European Union: To Be (Recoverable) Or Not To Be (Recoverable), VAT Is The Question

Last Updated: 23 September 2013
Article by Marcus Kealey

In our April bulletin we looked at the European Court of Justice ("ECJ") ruling in the Wheels 1 case, in which VAT paid on investment management fees by the trustees of a UK defined benefit pension scheme was held to be irrecoverable. The ECJ has since given another judgment in this important area, in the case of PPG Holdings . 2

Summary

Dutch law required PPG to set up pension arrangements for the employees of its subsidiaries, by the establishment of a legally and financially separate entity (i.e. a pension scheme) from which those retirement benefits would be paid. PPG and its subsidiaries paid contributions into the scheme on behalf of their employees, but employees were not required to make their own contributions. 

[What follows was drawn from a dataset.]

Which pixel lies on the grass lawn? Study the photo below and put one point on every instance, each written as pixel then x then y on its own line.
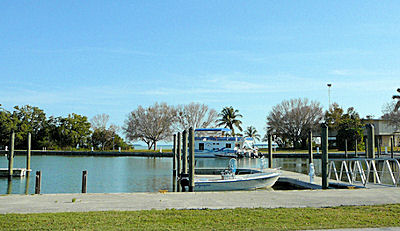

One of PPG's subsidiaries subsequently entered into contracts with a Netherlands-based provider of administrative and asset management services in relation to the scheme. PPG's subsidiary paid for the services in full; no costs were recharged to the scheme. When PPG's subsidiary attempted to recover the VAT it had paid on the services received by the scheme, it met resistance from the local Dutch tax inspector. After an initial complaint and subsequent hearings conducted in various Dutch courts, the issue was referred to the ECJ.

Referral to the ECJ

The principal question asked of the ECJ was whether a taxable entity, which was legally required to establish a separate pension scheme under national legislation, could recover the VAT it had paid on the services provided to that scheme. In arguing that investment-related VAT was irrecoverable, the Dutch tax inspector made two submissions:

  • PPG as the employer could not be regarded as the recipient of the services which the scheme had received and, for the cost of which, the scheme had not reimbursed PPG's subsidiary; and
  • (on the basis of Wheels), pension funds were not classed as "special investment funds" for the purposes of the VAT exemption within the relevant Council Directive, and therefore the VAT was irrecoverable.

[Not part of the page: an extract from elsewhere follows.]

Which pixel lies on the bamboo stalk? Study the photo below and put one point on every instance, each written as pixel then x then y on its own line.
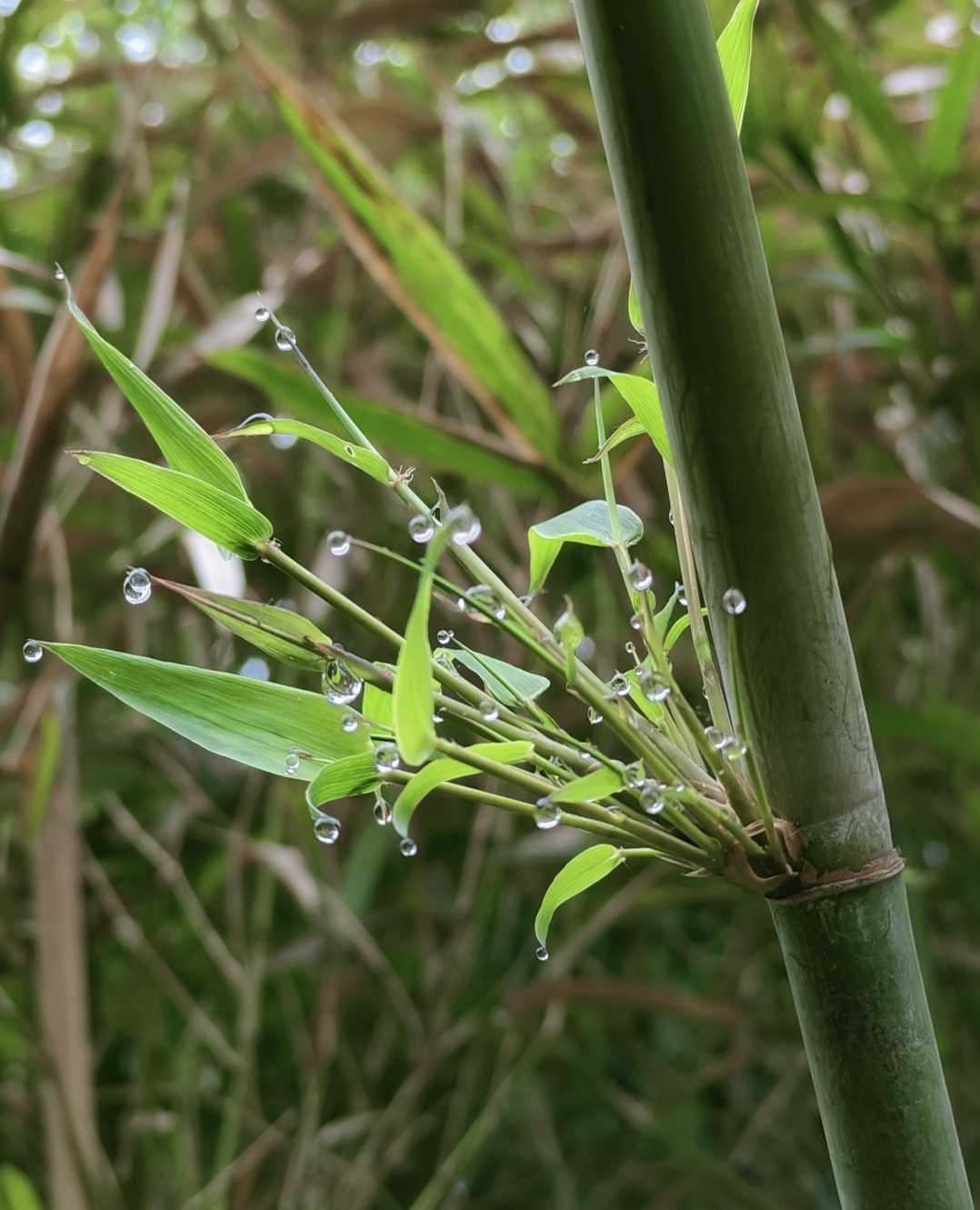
pixel 749 494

The ECJ confirmed that the purpose of the VAT deduction system was to "relieve the operator entirely of the burden of the VAT paid or payable in the course of ... his economic activities". However, to qualify for a deduction of VAT:

  • either there had to exist a direct and immediate link between the particular transaction on which VAT had been charged (here, the receiving of investment advice) and the particular transaction(s) undertaken as a consequence (the marketing and selling by PPG of its products);
  • or, if there was no such direct and immediate link between particular transactions, the costs of the services in question had to form part of the taxable person's general costs, and therefore constitute a component part of the price of the goods or services that the taxable person supplied.

Decision of the ECJ

As to whether the Dutch tax inspector's second submission was correct, the ECJ declined to comment: provided that VAT was deemed recoverable under the VAT deduction system (which in this case it was), there was no need in the Court's eyes to revisit the Wheels judgment.

So VAT can now be reclaimed on investment costs incurred by pension schemes? 

Not necessarily: there is far more to this than meets the eye! 

A fundamental part of the Court's reasoning hinged on the fact that, under Dutch law, an obligation exists to make pension arrangements for employees. 

In addition the VAT here was payable by the sponsor (which also paid for the actual investment management advice that the scheme received), whereas in the UK many pension schemes meet such costs themselves. 

It is also uncommon in the UK nowadays for pension provision to be made on a non-contributory basis (i.e. with the employer paying all contributions, as PPG did). 

And simply from a practical perspective, we anticipate that HMRC will strongly resist any attempts by UK pension schemes to recover VAT paid on investment-related services. For so long as legal uncertainty exists and it is possible to argue that investment-related VAT is not recoverable, we envisage that HMRC will do so. 

Equally, given the sums at stake to many large pension funds (and with auto-enrolment likely to impact on the profit margins of many smaller employers who had not previously been obliged to make pension provision for their staff), we do not think this will be the last that is heard of this matter...

Footnotes

1 Wheels Common Investment Fund Trustees Ltd and others v. Commissioners for HMRC, Case C-424/11
2  Fiscal eenheid PPG Holdings BV v. Inspecteur van de Belastingdienst, Case C-26/12 

The content of this article is intended to provide a general guide to the subject matter. Specialist advice should be sought about your specific circumstances.